Vamos estimar quantos casos de teste obteremos ao aplicá-lo. Temos mais de 25 parâmetros e alguns deles levam até 7 e 9 variantes de valores. Sim, você pode negligenciar algo: por exemplo, se você está verificando o layout, o guid não é importante para você. Mas, usando o teste Pairwise, você ainda terá mais de 80 casos de teste. E isso, como já escrevi, não é para o bloco mais complexo e sem levar em conta a compatibilidade entre navegadores. Agora temos mais de 150 blocos, e o número deles está crescendo, então não podemos pagar tantos casos se quisermos manter a velocidade de testes e lançamento de novas versões.



Casos de um parâmetro



O método de teste de pares é baseado na afirmação de que a maioria dos defeitos é causada pela interação de não mais do que dois fatores. Ou seja, a maioria dos bugs se manifesta em um valor de um parâmetro ou em uma combinação dos valores de dois parâmetros. Decidimos ignorar a segunda parte desta instrução e presumimos que a verificação de um parâmetro ainda encontraria a maioria dos bugs.

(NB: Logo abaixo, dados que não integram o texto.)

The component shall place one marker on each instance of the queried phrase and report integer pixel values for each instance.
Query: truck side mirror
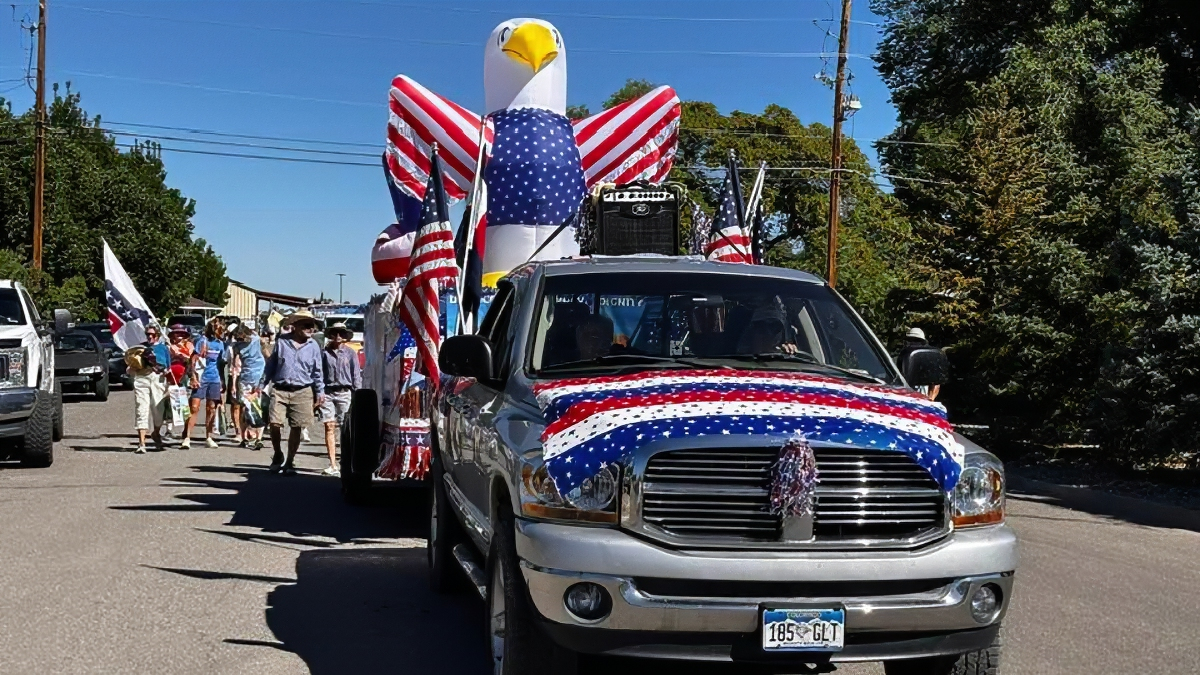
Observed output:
(925, 366)
(466, 356)
(63, 322)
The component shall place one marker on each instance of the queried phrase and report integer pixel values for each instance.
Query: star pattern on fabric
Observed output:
(534, 175)
(591, 423)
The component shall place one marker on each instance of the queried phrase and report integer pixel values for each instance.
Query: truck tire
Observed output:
(58, 413)
(37, 444)
(983, 662)
(445, 575)
(516, 643)
(360, 446)
(102, 389)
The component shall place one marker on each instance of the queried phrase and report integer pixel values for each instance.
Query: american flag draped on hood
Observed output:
(594, 422)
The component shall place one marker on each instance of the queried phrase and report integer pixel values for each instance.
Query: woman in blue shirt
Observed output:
(205, 381)
(247, 372)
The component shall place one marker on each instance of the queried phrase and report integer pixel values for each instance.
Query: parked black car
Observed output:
(81, 364)
(117, 374)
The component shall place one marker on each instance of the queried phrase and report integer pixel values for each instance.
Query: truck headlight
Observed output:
(593, 501)
(13, 371)
(979, 494)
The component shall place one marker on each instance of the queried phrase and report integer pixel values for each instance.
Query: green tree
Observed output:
(96, 192)
(630, 90)
(1048, 191)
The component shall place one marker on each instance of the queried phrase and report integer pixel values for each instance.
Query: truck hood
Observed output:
(23, 333)
(75, 360)
(593, 422)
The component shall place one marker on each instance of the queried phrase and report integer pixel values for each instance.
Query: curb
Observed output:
(1132, 509)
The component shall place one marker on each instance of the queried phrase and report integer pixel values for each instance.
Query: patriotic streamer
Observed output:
(594, 422)
(793, 479)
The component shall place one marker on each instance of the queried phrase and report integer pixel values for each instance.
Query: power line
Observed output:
(465, 43)
(222, 90)
(229, 135)
(238, 144)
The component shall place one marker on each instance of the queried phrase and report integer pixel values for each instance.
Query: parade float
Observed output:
(534, 184)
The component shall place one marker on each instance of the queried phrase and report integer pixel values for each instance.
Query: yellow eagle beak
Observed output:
(532, 45)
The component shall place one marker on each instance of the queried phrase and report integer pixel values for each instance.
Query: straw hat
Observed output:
(297, 317)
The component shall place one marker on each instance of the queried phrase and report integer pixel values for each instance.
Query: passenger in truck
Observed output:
(593, 336)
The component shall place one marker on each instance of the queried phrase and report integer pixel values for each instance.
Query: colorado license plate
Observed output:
(803, 629)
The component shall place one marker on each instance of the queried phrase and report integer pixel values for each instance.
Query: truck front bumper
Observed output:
(708, 604)
(16, 406)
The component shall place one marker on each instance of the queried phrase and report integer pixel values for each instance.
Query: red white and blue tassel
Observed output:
(793, 481)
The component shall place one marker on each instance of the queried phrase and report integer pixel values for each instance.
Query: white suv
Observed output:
(30, 402)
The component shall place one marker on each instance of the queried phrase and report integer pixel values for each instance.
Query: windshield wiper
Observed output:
(807, 359)
(629, 359)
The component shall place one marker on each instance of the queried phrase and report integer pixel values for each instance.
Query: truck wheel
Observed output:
(445, 577)
(514, 638)
(983, 662)
(360, 446)
(102, 389)
(37, 446)
(58, 413)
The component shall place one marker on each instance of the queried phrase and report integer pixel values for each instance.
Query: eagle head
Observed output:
(525, 66)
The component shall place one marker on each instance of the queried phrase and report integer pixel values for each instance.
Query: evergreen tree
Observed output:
(1054, 213)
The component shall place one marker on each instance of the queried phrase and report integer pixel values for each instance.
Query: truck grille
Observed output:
(724, 493)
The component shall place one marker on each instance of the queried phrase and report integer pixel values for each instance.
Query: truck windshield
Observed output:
(610, 322)
(10, 308)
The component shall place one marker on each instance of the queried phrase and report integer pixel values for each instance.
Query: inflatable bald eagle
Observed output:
(539, 166)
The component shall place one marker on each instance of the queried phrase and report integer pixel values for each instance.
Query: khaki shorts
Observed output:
(292, 407)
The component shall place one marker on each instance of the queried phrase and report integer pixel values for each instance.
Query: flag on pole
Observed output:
(127, 314)
(430, 267)
(727, 242)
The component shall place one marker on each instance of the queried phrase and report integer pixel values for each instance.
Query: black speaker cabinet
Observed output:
(641, 219)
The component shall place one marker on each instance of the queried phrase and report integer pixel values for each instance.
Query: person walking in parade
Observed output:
(294, 372)
(145, 364)
(247, 372)
(180, 350)
(205, 382)
(342, 377)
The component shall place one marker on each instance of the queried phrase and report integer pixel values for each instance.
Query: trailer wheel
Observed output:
(360, 446)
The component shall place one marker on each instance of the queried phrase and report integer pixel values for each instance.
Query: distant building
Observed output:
(246, 303)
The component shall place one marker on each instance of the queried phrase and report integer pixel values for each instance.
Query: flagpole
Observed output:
(471, 222)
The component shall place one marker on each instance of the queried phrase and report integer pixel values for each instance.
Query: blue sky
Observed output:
(321, 70)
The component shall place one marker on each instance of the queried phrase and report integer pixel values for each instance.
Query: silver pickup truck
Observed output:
(664, 538)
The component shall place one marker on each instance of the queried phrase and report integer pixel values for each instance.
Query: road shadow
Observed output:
(305, 505)
(371, 610)
(1097, 502)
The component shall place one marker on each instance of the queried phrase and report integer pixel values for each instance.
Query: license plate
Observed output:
(803, 629)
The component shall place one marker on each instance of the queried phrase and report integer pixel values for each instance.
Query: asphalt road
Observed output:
(199, 561)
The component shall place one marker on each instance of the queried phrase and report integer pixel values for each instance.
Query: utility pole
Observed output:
(40, 138)
(835, 160)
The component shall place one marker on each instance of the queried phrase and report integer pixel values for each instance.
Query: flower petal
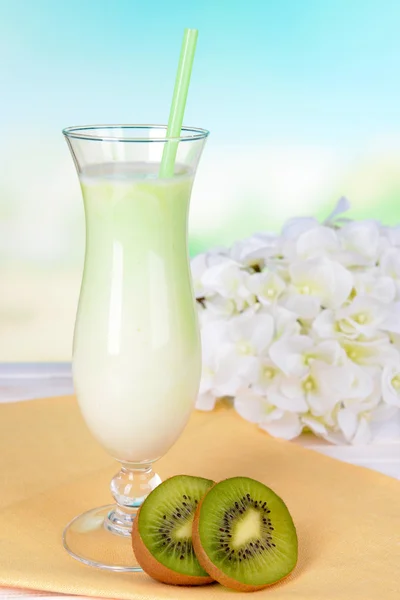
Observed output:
(249, 406)
(282, 424)
(206, 401)
(288, 354)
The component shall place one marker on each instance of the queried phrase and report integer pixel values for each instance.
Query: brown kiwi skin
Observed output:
(209, 566)
(155, 569)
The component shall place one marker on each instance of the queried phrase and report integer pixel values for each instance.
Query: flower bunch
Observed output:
(302, 329)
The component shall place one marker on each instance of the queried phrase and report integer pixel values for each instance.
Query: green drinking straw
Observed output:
(177, 111)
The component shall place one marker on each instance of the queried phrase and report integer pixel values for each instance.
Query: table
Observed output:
(25, 381)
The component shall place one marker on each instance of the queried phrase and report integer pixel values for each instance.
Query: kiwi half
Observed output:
(244, 536)
(162, 531)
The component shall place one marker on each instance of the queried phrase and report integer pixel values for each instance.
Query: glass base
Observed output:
(97, 538)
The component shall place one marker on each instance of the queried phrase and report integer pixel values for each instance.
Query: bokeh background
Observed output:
(302, 98)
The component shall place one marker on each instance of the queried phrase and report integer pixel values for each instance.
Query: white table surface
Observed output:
(25, 381)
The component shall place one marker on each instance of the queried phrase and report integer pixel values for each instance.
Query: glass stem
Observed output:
(129, 487)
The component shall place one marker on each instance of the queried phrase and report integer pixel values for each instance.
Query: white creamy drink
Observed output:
(136, 347)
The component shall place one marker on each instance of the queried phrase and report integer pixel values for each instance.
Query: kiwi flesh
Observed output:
(162, 531)
(244, 536)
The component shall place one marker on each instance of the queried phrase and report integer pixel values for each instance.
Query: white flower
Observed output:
(294, 355)
(286, 322)
(379, 288)
(390, 266)
(265, 373)
(316, 242)
(391, 384)
(250, 405)
(228, 279)
(364, 316)
(374, 352)
(283, 424)
(302, 329)
(268, 286)
(316, 283)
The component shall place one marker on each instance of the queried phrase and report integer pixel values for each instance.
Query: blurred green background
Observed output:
(301, 97)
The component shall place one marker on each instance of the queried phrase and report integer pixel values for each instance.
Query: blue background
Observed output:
(301, 97)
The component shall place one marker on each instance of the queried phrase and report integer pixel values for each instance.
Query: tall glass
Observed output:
(136, 356)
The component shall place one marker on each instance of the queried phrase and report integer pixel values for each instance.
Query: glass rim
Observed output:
(88, 132)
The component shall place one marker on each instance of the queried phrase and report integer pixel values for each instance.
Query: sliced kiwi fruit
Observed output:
(244, 536)
(162, 531)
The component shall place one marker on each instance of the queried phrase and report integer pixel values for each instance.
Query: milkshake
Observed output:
(136, 361)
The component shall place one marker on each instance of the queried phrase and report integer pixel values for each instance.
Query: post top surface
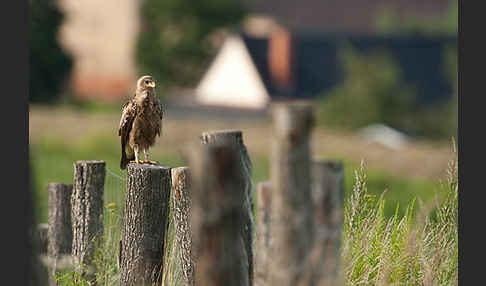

Em seguida, verifica-se que, para testar, precisamos verificar cada valor de cada parâmetro pelo menos uma vez. Mas, ao mesmo tempo, cada bloco carrega toda a configuração. Então, em cada novo caso, você pode verificar o máximo de valores ainda não verificados para minimizar o número de casos.



Vamos analisar o algoritmo para construir casos usando um exemplo simplificado. Vamos pegar o componente de botão de nosso esquema e compor casos de teste para ele:



 button: {
        active: boolean,

        text: text,

        color: {
          style: ['primary', 'secondary', 'outline', 'custom'],

          backgroundColor: color
        }


Para simplificar o exemplo, reduzi o comprimento da lista para button.color.style.



Etapa 1. Compor opções de conteúdo para cada campo



Tudo aqui é como um teste de pares: você precisa entender quais valores cada um dos campos pode assumir. Por exemplo, button.activeem nosso caso, pode haver apenas dois valores: trueou false. Teoricamente, mais opções podem surgir, por exemplo, a undefinedausência da própria chave.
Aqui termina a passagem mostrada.